L'espace alpin ne serait pas le seul à en souffrir: tout le plateau
suisse de Bâle à Chiasso en subirait les conséquences, parce qu'évidemment,
les camions transiteraient à travers toute la Suisse. Enfin,
il s'agit d'être un peu rationnel dans l'usage des deniers publics
: la Suisse vient d'investir 18 milliards dans la construction de
deux axes ferroviaires nord-sud pour éviter une avalanche de
camions. Une fois cet effort accompli, il serait complètement
absurde de démonter les par-avalanches! Non seulement cela coûterait
l'argent, mais cela dévaloriserait très massivement l'utilité des
investissements que nous venons de faire.
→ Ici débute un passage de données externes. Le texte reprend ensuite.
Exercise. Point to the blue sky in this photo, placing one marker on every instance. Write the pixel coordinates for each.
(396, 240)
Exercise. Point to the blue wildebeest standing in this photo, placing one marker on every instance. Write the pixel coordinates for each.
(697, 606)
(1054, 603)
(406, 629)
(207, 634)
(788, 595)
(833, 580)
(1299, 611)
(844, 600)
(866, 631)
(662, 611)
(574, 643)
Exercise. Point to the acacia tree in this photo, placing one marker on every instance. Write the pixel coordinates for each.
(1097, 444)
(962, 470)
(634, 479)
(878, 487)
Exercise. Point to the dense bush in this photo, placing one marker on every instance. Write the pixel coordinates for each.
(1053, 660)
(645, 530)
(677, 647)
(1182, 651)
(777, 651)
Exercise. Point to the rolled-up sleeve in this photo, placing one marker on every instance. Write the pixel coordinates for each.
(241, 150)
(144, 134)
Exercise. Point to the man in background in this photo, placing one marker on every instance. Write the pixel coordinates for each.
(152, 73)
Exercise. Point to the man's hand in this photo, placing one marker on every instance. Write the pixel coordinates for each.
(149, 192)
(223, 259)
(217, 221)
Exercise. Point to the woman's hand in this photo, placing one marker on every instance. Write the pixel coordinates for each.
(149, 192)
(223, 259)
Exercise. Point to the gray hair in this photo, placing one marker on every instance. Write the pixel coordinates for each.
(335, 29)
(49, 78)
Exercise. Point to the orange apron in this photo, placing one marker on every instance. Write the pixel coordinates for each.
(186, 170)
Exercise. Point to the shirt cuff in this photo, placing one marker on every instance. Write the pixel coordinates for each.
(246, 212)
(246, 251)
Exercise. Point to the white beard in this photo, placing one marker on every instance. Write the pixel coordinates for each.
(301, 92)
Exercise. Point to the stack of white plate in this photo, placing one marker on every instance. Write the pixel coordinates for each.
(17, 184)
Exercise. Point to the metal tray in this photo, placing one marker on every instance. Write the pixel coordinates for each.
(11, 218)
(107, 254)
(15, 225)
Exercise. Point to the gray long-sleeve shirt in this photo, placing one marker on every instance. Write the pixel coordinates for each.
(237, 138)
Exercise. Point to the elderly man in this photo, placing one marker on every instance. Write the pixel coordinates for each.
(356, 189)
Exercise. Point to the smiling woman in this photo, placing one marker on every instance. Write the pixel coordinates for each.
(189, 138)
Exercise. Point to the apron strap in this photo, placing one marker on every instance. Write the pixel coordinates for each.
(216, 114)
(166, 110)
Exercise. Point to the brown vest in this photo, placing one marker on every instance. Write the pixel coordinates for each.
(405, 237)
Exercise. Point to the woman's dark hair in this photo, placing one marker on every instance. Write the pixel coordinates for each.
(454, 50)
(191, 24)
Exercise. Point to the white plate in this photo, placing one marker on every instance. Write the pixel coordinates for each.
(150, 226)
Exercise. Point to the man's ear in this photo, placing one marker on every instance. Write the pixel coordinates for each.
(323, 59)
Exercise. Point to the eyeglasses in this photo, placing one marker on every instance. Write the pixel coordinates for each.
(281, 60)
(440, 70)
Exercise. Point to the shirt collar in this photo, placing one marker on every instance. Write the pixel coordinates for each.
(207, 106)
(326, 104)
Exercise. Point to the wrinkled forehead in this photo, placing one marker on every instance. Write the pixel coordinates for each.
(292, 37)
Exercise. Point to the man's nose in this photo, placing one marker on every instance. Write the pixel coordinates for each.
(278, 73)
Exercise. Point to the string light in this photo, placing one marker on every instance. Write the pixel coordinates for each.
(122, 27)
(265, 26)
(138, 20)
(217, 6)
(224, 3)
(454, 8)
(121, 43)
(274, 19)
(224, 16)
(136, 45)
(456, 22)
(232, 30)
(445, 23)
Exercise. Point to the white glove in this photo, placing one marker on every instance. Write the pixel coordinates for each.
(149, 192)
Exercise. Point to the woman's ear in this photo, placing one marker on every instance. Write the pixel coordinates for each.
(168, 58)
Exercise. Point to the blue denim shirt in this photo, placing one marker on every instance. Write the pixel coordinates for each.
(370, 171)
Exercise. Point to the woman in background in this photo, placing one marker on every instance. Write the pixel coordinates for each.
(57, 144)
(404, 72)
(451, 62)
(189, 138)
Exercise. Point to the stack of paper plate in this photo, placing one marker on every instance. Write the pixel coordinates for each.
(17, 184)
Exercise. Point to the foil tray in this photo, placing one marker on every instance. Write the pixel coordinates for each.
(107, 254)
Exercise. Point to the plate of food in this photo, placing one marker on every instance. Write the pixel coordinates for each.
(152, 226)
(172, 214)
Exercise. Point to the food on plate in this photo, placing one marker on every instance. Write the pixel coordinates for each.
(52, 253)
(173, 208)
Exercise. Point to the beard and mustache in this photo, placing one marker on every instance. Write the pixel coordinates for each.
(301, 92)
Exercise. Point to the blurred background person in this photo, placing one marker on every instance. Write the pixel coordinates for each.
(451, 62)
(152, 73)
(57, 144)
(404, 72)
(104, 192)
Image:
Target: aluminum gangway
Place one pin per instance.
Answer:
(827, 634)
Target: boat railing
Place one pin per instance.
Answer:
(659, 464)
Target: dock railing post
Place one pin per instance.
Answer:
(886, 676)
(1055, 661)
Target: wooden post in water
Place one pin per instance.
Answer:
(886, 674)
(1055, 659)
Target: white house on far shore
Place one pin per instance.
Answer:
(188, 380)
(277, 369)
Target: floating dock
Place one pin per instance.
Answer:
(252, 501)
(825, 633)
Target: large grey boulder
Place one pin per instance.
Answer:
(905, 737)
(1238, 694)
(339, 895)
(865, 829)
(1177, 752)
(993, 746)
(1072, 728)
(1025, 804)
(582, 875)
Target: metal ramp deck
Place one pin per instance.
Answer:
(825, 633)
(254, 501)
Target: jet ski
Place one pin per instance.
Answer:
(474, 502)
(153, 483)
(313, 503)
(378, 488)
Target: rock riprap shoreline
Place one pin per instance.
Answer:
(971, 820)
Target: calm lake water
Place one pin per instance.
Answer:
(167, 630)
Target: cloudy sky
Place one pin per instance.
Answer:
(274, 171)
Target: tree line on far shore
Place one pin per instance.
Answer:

Last but not least, le signal envers les Européens serait absolument dramatique, car il
montrerait que la Suisse n'a finalement plus tellement envie de
faire passer le trafic marchandises sur le rail. Vu la force du
lobby des camionneurs en Europe, la pression serait alors maximum
pour laisser passer le plus de camions possibles avec le moins
d'entraves possibles. Une telle attitude serait complètement
contre-productive pour les intérêts de notre pays, mais aussi pour
les intérêts bien compris de l'Union européenne, qui commence
doucement à découvrir les mérites du ferroutage pour le trafic
interne. Si
le deuxième tube au Gothard est construit, la première manœuvre
du lobby européen des camions consistera à déposer un recours
auprès de la Cour européenne de justice pour faire ouvrir la deuxième
piste de chacun des tunnels au trafic. Sur la base de l'accord qui
nous lient avec l'Union européenne en matière de transports, les
limitations quantitatives sont une épine dans le pied. Très
vraisemblablement, nous perdrions un tel procès, et la Suisse
serait obligée d'ouvrir simultanément les quatre voies de
circulation. À vrai dire, je soupçonne que c'est précisément là
que se situe le noyau de la stratégie du lobby autoroutier : faire
construire le second tube sur une hypocrisie, à savoir son usage
sur une seule voie, et puis faire sauter ce verrou devant la justice
européenne. Mais
notre alliance ne se laissera pas faire et lancera le référendum.
A moins que le degré d'hypocrise dans ce dossier soit tel que le
tunnelier ne s'embourbe déjà au premier obstacle parlementaire et
connaisse un décollage aussi difficile que l'autre dossier
prestigieux du moment, à savoir le Grippen.